Computer program code for carrying out operations for aspects of the present disclosure may be written in any combination of one or more programming languages, including an object oriented programming language such as Java, Smalltalk, C + +, and conventional procedural programming languages, such as the "C" programming language or similar programming languages. The program code may execute entirely on the user's computer, partly on the user's computer, as a stand-alone software package, partly on the user's computer and partly on a remote computer or entirely on the remote computer or server. In the case of a remote computer, the remote computer may be connected to the user's computer through any type of network, including a Local Area Network (LAN) or a Wide Area Network (WAN), or the connection may be made to an external computer (for example, through the Internet using an Internet service provider).
The flowchart and block diagrams in the figures illustrate the architecture, functionality, and operation of possible implementations of systems, methods and computer program products according to various embodiments of the present disclosure. In this regard, each block in the flowchart or block diagrams may represent a module, segment, or portion of code, which comprises one or more executable instructions for implementing the specified logical function(s). It should also be noted that, in some alternative implementations, the functions noted in the block may occur out of the order noted in the figures. For example, two blocks shown in succession may, in fact, be executed substantially concurrently, or the blocks may sometimes be executed in the reverse order, depending upon the functionality involved. It will also be noted that each block of the block diagrams and/or flowchart illustration, and combinations of blocks in the block diagrams and/or flowchart illustration, can be implemented by special purpose hardware-based systems which perform the specified functions or acts, or combinations of special purpose hardware and computer instructions.

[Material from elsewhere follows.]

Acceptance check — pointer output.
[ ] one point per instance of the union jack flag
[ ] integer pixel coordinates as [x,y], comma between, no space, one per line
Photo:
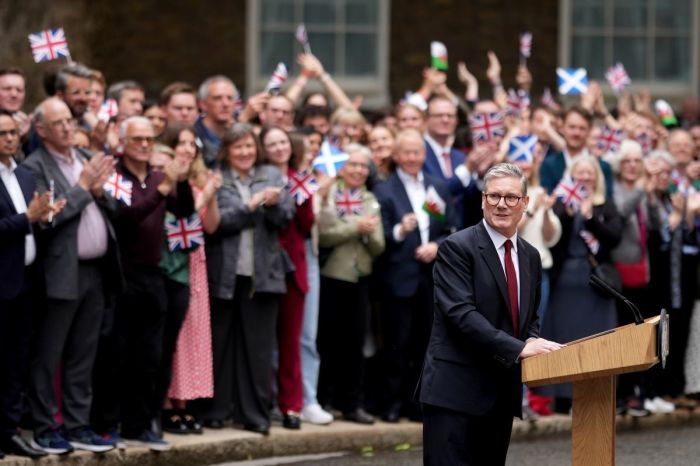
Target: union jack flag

The units described in the embodiments of the present disclosure may be implemented by software or hardware. Where the name of a unit does not in some cases constitute a limitation of the unit itself, for example, the first retrieving unit may also be described as a "unit for retrieving at least two internet protocol addresses".
The foregoing description is only exemplary of the preferred embodiments of the disclosure and is illustrative of the principles of the technology employed. It will be appreciated by those skilled in the art that the scope of the disclosure herein is not limited to the particular combination of features described above, but also encompasses other embodiments in which any combination of the features described above or their equivalents does not depart from the spirit of the disclosure. For example, the above features and (but not limited to) the features disclosed in this disclosure having similar functions are replaced with each other to form the technical solution.